Members of the DOME team including designers, clinicians, psychologists and ergonomists carried out several hundred hours of initial observations in three hospitals in order to observe all activities that patients and staff participate in. Immersing themselves in the hospital environment meant they were able to investigate the full range of factors contributing to medical errors. The research team began by observing the surgical patient journey through the hospital and visualised this using mapping techniques.
A comprehensive literature review of all published adverse events revealed that the surgical ward was as hazardous as the operating theatre, but the review did not identify the most important sources of error or explain why harm was occurring. Therefore patients and staff participated in a risk assessment survey to determine which healthcare activities were most hazardous. The five most hazardous healthcare activities on surgical wards were identified and prioritised. Detailed observations and in-depth interviews with patients and healthcare staff allowed these five healthcare activities to be fully understood and mapped. The five highest-risk processes that occur in and around the patient’s bed were hand hygiene, information hand-over, vital signs monitoring, isolation of infection and medication delivery.
The five healthcare processes that were rated as high risk in the survey were subjected to an engineering design technique called Failure Mode and Effects Analysis (FMEA). Expert groups consisting of doctors, nurses, patients and researchers, all with experience of the subject matter, were organised by the DOME team to validate the healthcare process maps and then rate the risk associated with each step in the processes.

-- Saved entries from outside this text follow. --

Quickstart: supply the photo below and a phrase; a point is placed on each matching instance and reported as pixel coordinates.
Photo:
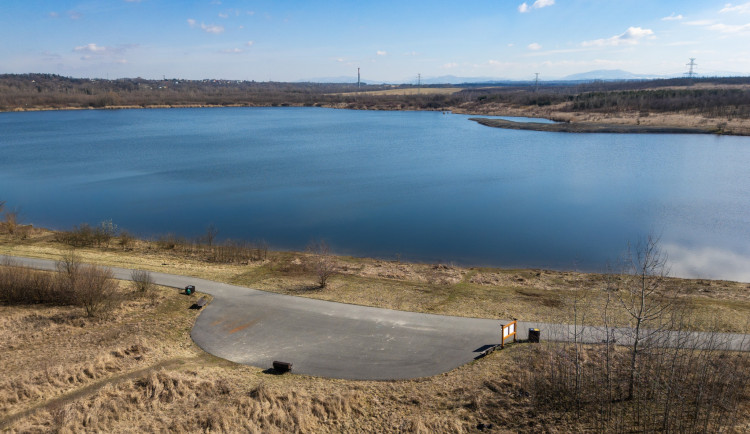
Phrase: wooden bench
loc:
(200, 303)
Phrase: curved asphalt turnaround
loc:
(339, 340)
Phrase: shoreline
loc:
(573, 122)
(586, 127)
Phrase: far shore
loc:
(593, 127)
(572, 122)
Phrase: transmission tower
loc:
(692, 64)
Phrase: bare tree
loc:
(96, 290)
(68, 266)
(642, 294)
(11, 222)
(142, 280)
(323, 262)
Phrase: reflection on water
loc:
(421, 185)
(707, 263)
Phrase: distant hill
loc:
(610, 74)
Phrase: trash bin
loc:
(534, 335)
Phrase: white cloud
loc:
(91, 48)
(212, 28)
(740, 9)
(673, 17)
(707, 263)
(206, 28)
(630, 37)
(538, 4)
(700, 22)
(728, 28)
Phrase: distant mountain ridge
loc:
(600, 74)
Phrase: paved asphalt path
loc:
(339, 340)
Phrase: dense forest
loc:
(713, 97)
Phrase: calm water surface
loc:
(421, 185)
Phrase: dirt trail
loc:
(92, 388)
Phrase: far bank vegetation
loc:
(715, 98)
(137, 367)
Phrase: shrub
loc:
(96, 290)
(142, 281)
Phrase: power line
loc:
(692, 64)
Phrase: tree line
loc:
(713, 98)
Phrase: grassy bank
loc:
(529, 295)
(138, 370)
(585, 127)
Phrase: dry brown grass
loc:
(138, 370)
(409, 91)
(558, 113)
(529, 295)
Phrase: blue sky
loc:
(389, 40)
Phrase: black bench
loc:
(200, 303)
(282, 367)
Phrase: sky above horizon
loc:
(390, 41)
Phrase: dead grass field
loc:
(528, 295)
(409, 91)
(737, 126)
(139, 371)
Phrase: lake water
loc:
(421, 186)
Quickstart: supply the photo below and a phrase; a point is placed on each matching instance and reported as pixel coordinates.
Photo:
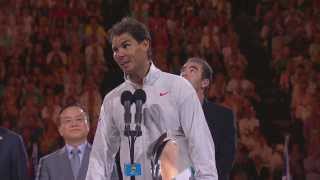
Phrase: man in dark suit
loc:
(13, 156)
(220, 119)
(71, 161)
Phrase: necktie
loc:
(75, 161)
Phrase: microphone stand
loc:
(132, 136)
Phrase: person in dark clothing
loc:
(220, 119)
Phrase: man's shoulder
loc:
(218, 108)
(52, 156)
(175, 81)
(116, 91)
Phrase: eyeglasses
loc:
(72, 121)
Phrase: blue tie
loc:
(75, 162)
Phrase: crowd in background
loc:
(53, 53)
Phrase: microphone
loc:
(126, 101)
(139, 98)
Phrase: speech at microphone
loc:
(126, 100)
(139, 98)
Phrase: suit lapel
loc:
(84, 163)
(65, 165)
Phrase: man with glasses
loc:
(71, 161)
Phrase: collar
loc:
(152, 75)
(81, 147)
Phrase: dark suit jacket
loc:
(56, 166)
(222, 127)
(13, 156)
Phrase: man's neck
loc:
(201, 96)
(139, 76)
(76, 143)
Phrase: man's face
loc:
(193, 72)
(73, 124)
(130, 55)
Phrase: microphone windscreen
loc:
(139, 94)
(126, 96)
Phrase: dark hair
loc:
(73, 104)
(207, 71)
(136, 29)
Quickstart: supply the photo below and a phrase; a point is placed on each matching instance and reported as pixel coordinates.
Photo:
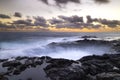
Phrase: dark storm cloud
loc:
(60, 2)
(40, 21)
(101, 1)
(23, 22)
(64, 2)
(56, 21)
(5, 26)
(110, 23)
(78, 25)
(89, 19)
(17, 14)
(3, 16)
(72, 19)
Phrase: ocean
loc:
(13, 44)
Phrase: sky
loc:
(60, 15)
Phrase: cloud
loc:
(65, 2)
(3, 16)
(89, 19)
(17, 14)
(101, 1)
(60, 2)
(23, 22)
(5, 26)
(72, 19)
(56, 21)
(110, 23)
(40, 21)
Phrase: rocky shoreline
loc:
(94, 67)
(105, 67)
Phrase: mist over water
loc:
(37, 44)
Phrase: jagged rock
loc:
(11, 63)
(108, 76)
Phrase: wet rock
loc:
(108, 76)
(11, 63)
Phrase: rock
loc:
(108, 76)
(11, 63)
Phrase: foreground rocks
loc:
(94, 67)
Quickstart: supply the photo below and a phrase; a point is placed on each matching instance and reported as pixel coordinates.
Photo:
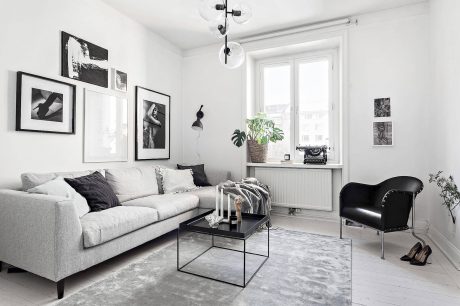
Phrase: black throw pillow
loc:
(95, 189)
(199, 176)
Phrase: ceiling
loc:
(179, 22)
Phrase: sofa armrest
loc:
(215, 177)
(36, 231)
(353, 194)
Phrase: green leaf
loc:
(238, 138)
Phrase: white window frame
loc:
(334, 110)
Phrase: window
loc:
(299, 94)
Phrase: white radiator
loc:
(298, 188)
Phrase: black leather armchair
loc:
(384, 207)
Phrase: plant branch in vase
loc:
(449, 191)
(261, 131)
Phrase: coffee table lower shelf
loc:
(245, 283)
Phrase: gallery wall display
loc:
(119, 80)
(153, 116)
(44, 105)
(84, 61)
(382, 108)
(106, 128)
(383, 133)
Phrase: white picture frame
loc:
(105, 128)
(383, 133)
(153, 120)
(119, 80)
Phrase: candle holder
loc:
(219, 212)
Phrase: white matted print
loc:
(383, 133)
(382, 108)
(119, 80)
(106, 128)
(44, 105)
(152, 124)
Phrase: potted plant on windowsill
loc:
(261, 131)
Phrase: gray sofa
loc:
(44, 235)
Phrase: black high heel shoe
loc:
(422, 256)
(411, 255)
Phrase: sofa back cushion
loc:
(58, 187)
(95, 189)
(31, 180)
(177, 180)
(132, 183)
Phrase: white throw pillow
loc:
(59, 187)
(132, 183)
(177, 180)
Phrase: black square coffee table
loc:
(249, 224)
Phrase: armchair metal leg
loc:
(60, 288)
(341, 224)
(382, 241)
(413, 226)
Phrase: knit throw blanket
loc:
(256, 196)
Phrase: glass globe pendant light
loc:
(242, 12)
(219, 26)
(232, 54)
(211, 9)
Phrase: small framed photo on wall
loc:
(383, 133)
(153, 116)
(119, 80)
(106, 128)
(44, 105)
(382, 108)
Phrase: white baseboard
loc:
(447, 248)
(307, 214)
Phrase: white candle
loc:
(217, 201)
(228, 207)
(222, 202)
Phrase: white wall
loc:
(388, 57)
(205, 81)
(445, 25)
(30, 42)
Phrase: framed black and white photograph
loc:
(106, 128)
(119, 80)
(44, 105)
(84, 61)
(383, 133)
(153, 117)
(382, 108)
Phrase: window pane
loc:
(314, 103)
(277, 105)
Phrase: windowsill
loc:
(294, 165)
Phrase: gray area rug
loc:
(303, 269)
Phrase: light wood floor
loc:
(375, 281)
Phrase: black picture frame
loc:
(93, 59)
(19, 90)
(136, 127)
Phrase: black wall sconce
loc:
(197, 125)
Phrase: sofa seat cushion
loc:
(207, 196)
(102, 226)
(167, 205)
(367, 215)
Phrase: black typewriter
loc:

Steps in each process that were associated with the most risk were carried forward to the next stage.
The riskiest steps in each healthcare process were assessed using the framework for analysing risk and safety in clinical medicine. The expert groups were asked to give the reasons why each type of failure may occur and continue giving reasons until the systemic weaknesses of the system were identified. This allowed the causes associated with the highest risk failures in the entire surgical ward environment to be identified and targeted for patient safety improvement.
Concurrent with the research on surgical wards, the DOME project investigated how risk is managed and safety considered in other industries. Members of the team visited international sites in the mining, chemical, oil exploration, shipping and construction industries to draw lessons on ways to reduce systemic error. Process maps were created for analogous industry processes to sit alongside the surgical pathway maps. Task design, reminders, equipment and space were identified as generic components in any design-led approach to improving safety. This work was combined with a review of operations management literature in the field, including key models for managing complexity such as Reason’s Swiss Cheese model (2000), which was expanded to develop a healthcare error proliferation model.
An understanding of errors, their causes and methods to manage risk was central in shaping the design briefs that would direct the eventual project results. A rich and detailed picture of where and why errors occur was built up during the research, and major systemic weaknesses became apparent. This broad learning was combined with the original focus on healthcare processes so that each process formed the centrepiece of a brief. The designs detailed on this website are responses to each of these briefs.